Hyman also argued that the law should be that the amount of the false claim be something more than minimal before the penalizing effect of the statute is applied against the transgressor. He gave the example of an automobile owner including a preexisting fender dent into a subsequent claim of major damage sustained in a second accident, suggesting such practice was rather common and was not serious enough to call the subject clause into play. It is unnecessary to pass on the legal aspect of the argument because, again, the factual showing is missing.

The judgment is affirmed.

FOOTNOTES

1.  Summary judgment was not granted as to the sixth insurance company on the apparent finding that no false claim had been made against it.
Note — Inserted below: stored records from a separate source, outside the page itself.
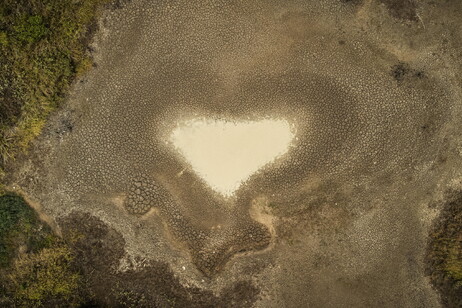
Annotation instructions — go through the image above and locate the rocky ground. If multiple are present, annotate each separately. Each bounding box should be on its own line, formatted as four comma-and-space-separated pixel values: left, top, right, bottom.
10, 0, 462, 307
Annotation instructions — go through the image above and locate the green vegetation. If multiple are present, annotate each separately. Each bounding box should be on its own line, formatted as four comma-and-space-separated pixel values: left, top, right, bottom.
427, 192, 462, 307
0, 193, 56, 267
0, 193, 81, 307
0, 0, 108, 177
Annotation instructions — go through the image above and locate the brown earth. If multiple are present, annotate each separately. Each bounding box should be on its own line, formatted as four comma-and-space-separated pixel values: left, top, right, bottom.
11, 0, 462, 307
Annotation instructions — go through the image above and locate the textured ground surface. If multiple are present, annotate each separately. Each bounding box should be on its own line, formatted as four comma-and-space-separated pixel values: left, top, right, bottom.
8, 0, 462, 307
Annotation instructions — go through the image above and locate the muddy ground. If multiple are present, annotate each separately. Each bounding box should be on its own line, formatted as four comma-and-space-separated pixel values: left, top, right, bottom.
11, 0, 462, 307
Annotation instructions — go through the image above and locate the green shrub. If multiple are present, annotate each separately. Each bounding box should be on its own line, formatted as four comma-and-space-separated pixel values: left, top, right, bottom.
14, 15, 48, 43
9, 246, 81, 307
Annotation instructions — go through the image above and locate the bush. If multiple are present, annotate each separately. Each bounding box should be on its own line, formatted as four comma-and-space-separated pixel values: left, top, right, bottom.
0, 0, 108, 179
14, 15, 48, 43
9, 246, 80, 307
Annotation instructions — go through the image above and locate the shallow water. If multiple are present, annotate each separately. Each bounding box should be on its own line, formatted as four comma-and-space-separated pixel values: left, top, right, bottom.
171, 119, 294, 196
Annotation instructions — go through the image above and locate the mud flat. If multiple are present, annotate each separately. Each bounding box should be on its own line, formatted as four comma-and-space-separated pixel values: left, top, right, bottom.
9, 0, 462, 308
171, 119, 294, 197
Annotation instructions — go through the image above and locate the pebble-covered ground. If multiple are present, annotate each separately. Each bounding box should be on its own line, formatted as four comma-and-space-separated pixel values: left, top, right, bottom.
9, 0, 462, 307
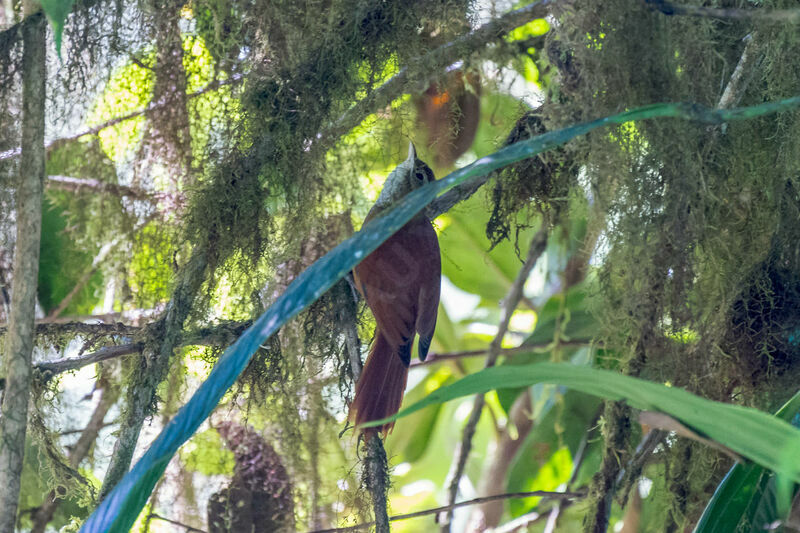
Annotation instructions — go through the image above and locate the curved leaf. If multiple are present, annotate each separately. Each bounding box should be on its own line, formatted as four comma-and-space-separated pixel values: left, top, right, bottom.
695, 386, 800, 533
81, 97, 800, 533
364, 363, 800, 481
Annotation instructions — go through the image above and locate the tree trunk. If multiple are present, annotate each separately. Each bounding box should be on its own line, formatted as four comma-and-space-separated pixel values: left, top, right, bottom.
0, 3, 46, 533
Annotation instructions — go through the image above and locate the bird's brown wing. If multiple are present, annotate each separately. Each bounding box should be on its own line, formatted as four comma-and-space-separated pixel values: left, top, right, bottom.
355, 217, 440, 356
414, 220, 442, 361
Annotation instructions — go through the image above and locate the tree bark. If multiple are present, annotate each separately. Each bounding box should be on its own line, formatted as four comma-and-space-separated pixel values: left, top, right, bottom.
0, 5, 46, 533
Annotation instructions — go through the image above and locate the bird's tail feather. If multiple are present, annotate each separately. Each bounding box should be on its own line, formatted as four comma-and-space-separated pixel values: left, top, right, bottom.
349, 331, 408, 435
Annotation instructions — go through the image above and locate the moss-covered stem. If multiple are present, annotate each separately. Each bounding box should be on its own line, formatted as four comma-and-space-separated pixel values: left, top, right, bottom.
0, 9, 47, 533
100, 252, 207, 500
364, 431, 391, 533
318, 0, 556, 148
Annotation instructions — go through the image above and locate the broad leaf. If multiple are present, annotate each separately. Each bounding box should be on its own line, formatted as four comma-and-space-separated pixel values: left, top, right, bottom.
81, 97, 800, 533
365, 363, 800, 481
695, 386, 800, 533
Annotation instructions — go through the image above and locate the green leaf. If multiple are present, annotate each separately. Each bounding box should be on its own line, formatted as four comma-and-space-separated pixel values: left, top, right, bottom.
81, 97, 800, 533
695, 392, 800, 533
40, 0, 74, 57
364, 363, 800, 481
506, 387, 600, 516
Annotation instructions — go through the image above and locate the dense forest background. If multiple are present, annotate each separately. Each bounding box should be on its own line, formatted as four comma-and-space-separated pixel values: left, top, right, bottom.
0, 0, 800, 533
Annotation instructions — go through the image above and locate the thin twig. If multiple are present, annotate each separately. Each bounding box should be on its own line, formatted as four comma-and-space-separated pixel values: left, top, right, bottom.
31, 376, 119, 533
487, 511, 544, 533
363, 431, 391, 533
309, 490, 586, 533
0, 317, 141, 337
34, 342, 144, 379
411, 339, 591, 367
440, 223, 549, 531
147, 513, 208, 533
645, 0, 800, 24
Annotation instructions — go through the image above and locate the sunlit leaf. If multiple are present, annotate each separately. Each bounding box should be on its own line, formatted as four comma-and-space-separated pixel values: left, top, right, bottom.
81, 97, 800, 532
695, 386, 800, 533
365, 363, 800, 480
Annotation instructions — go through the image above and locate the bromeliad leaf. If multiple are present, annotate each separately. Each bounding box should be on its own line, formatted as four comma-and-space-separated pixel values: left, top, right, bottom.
366, 363, 800, 481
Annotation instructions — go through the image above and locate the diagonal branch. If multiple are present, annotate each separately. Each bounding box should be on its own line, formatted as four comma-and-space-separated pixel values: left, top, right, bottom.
309, 490, 585, 533
0, 74, 244, 161
439, 222, 549, 531
644, 0, 800, 24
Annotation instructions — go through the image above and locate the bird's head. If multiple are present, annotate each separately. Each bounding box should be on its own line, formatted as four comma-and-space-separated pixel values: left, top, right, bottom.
373, 143, 436, 211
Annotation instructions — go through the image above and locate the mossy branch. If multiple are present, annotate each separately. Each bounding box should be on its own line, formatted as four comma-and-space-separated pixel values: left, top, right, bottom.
439, 225, 550, 532
645, 0, 800, 24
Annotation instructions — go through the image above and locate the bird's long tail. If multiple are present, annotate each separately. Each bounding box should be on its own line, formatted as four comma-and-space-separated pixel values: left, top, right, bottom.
350, 331, 408, 435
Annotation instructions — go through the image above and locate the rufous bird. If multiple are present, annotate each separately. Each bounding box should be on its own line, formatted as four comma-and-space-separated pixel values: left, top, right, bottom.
350, 144, 442, 435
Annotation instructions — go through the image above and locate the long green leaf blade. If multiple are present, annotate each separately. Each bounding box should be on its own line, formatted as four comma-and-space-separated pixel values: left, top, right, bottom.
81, 96, 800, 533
365, 363, 800, 481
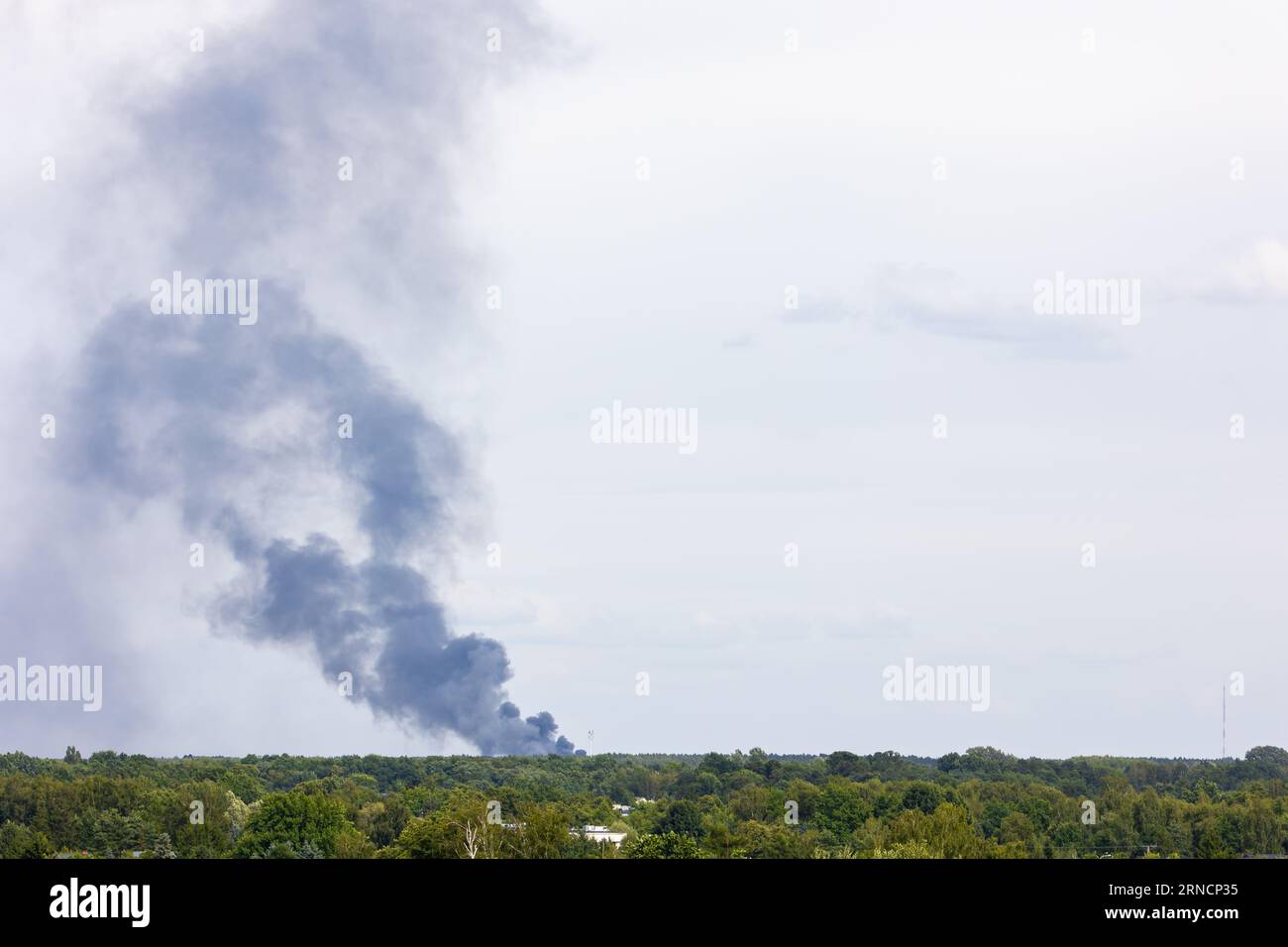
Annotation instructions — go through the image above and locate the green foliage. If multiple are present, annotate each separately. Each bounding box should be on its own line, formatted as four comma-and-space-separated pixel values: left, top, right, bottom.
235, 792, 347, 858
622, 832, 702, 858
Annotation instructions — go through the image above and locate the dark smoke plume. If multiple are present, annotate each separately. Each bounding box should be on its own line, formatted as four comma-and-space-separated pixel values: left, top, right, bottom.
50, 0, 574, 754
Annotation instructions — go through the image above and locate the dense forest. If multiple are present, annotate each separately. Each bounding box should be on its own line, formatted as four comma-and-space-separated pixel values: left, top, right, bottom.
0, 746, 1288, 858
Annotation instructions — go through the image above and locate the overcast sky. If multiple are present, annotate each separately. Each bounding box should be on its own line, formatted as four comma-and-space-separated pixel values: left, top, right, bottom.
0, 0, 1288, 756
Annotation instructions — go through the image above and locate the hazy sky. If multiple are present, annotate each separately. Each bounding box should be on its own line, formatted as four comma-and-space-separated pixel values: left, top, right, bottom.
0, 0, 1288, 756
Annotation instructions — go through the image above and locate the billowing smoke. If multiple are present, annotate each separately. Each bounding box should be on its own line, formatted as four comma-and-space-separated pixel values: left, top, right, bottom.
38, 1, 574, 754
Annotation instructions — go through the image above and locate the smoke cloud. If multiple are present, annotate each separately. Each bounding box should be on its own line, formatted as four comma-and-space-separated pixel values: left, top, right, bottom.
7, 3, 574, 754
68, 291, 574, 754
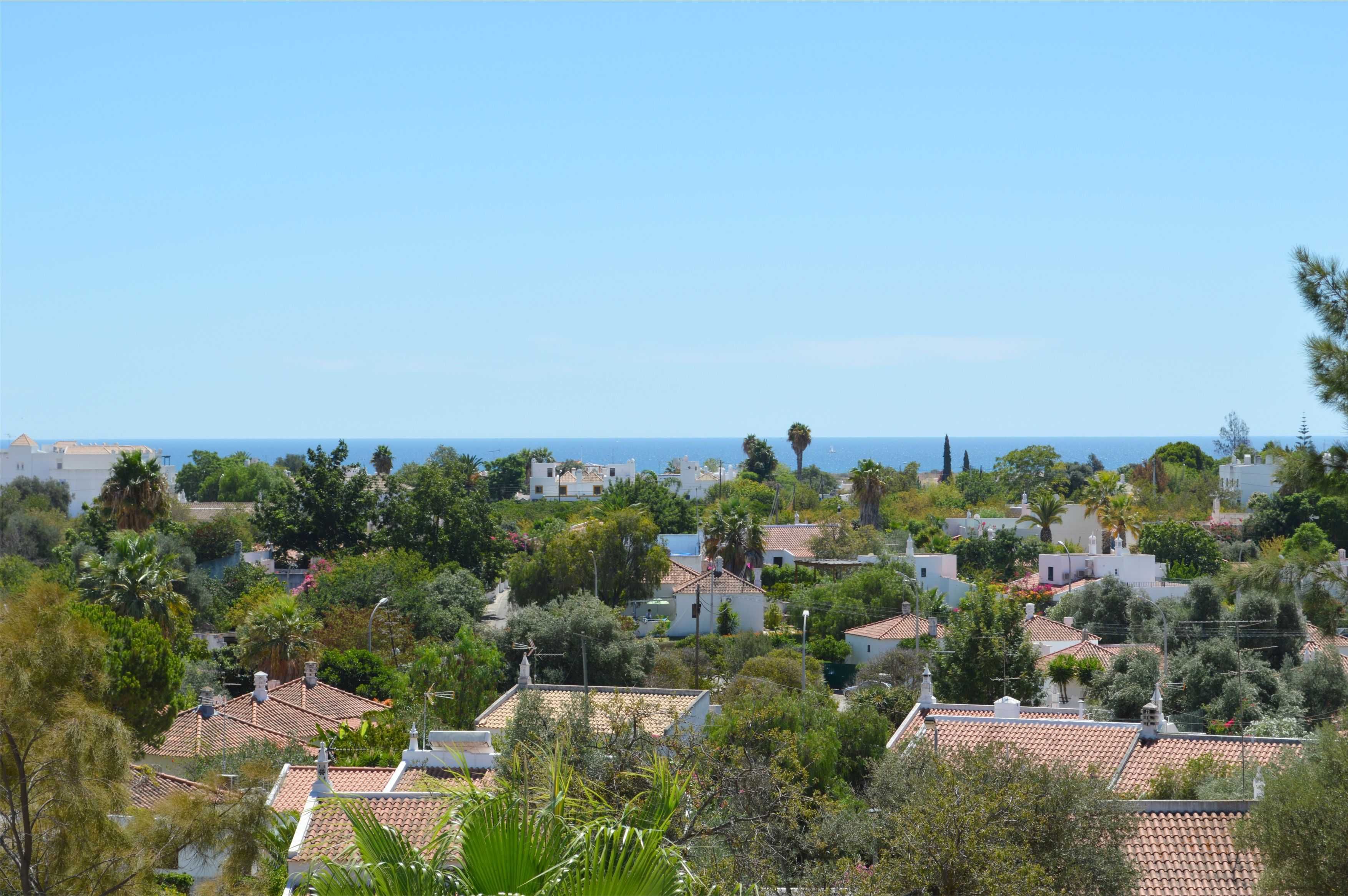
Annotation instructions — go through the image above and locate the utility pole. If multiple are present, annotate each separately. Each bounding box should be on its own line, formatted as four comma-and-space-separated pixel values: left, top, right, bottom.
693, 585, 702, 687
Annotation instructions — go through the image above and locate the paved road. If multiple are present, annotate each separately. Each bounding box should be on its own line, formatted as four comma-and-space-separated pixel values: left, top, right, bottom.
483, 588, 510, 629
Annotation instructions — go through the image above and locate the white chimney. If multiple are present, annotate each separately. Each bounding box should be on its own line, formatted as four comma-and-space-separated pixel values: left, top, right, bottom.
314, 741, 333, 793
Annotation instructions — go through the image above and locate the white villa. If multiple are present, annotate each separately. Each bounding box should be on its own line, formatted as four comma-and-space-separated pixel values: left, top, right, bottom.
0, 435, 178, 516
655, 454, 737, 499
528, 458, 636, 501
1217, 454, 1282, 504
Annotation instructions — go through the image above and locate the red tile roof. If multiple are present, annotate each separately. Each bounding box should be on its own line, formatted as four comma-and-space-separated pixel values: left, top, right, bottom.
926, 713, 1139, 779
1021, 614, 1100, 643
291, 793, 450, 862
1115, 734, 1301, 793
1124, 811, 1263, 896
271, 765, 395, 812
763, 523, 820, 559
146, 709, 317, 757
844, 613, 945, 641
131, 765, 218, 808
674, 571, 763, 596
240, 678, 388, 730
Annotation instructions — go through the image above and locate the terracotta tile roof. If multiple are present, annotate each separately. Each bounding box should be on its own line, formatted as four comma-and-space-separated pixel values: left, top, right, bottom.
1034, 641, 1160, 670
1124, 811, 1263, 896
146, 709, 317, 757
925, 711, 1139, 779
661, 560, 700, 589
131, 765, 218, 808
248, 678, 388, 730
844, 613, 945, 641
674, 571, 764, 596
477, 684, 706, 737
393, 768, 496, 793
225, 689, 342, 744
1021, 614, 1100, 643
291, 793, 450, 862
1114, 734, 1301, 793
763, 523, 820, 559
271, 765, 393, 812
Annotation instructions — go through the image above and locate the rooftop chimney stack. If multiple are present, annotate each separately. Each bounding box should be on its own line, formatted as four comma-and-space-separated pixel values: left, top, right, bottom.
918, 666, 936, 706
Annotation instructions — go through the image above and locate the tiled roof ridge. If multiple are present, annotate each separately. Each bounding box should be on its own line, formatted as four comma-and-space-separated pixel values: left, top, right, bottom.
925, 707, 1142, 730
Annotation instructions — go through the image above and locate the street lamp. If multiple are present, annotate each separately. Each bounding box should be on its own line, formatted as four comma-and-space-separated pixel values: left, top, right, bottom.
365, 597, 388, 654
801, 610, 810, 699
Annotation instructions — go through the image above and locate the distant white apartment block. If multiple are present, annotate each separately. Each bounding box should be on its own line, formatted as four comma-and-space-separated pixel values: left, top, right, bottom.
1217, 454, 1282, 504
0, 435, 178, 516
656, 454, 736, 499
528, 458, 636, 501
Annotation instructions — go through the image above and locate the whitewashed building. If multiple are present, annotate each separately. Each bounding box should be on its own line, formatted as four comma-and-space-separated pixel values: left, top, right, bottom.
655, 454, 736, 499
528, 458, 636, 501
0, 435, 178, 516
1217, 454, 1282, 504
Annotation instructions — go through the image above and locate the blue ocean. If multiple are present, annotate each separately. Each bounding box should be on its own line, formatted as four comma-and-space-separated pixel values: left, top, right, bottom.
63, 434, 1305, 473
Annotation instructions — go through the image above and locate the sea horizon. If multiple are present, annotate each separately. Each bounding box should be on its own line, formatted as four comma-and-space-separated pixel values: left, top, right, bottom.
16, 434, 1335, 473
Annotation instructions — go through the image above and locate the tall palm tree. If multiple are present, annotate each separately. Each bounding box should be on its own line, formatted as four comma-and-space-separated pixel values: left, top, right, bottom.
702, 497, 766, 575
98, 451, 173, 532
786, 423, 810, 475
306, 756, 696, 896
239, 594, 322, 682
1021, 489, 1067, 544
848, 458, 890, 528
1100, 495, 1142, 544
369, 445, 393, 475
80, 532, 190, 636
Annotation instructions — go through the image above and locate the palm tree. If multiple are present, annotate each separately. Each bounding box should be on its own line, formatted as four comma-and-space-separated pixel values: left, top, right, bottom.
786, 423, 810, 475
1100, 495, 1142, 544
80, 532, 190, 636
1021, 489, 1067, 544
306, 753, 685, 896
369, 445, 393, 475
702, 497, 767, 575
1049, 655, 1077, 706
98, 451, 173, 532
848, 458, 890, 528
239, 594, 322, 682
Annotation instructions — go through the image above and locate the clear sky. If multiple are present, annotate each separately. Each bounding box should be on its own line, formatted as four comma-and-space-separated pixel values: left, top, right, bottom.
0, 4, 1348, 439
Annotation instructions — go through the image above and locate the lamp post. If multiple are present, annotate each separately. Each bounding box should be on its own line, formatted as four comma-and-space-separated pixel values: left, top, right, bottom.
365, 597, 388, 654
801, 610, 810, 699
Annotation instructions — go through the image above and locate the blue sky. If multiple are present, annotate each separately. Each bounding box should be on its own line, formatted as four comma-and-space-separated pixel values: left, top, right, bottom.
0, 4, 1348, 439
2.  The clause, which is expressly made a part of the standard form of fire insurance for this State (Ins.Code, s 2073) reads as follows:‘This entire policy shall be void if, whether before or after a loss, the insured has wilfully concealed or misrepresented any material fact or circumstance concerning this insurance or the subject thereof, or the interest of the insured therein, or in case of any fraud or false swearing by the insured relating thereto.’

3.  Policy void if ‘the insured has wilfully * * * misrepresented any material fact * * *.’

4.  Example: value of false items $1,000; amount of claim $5,800; amount of insurance coverage $4,000.

REPPY, Associate Justice.

STEPHENS, Acting P.J., and AISO, J., concur.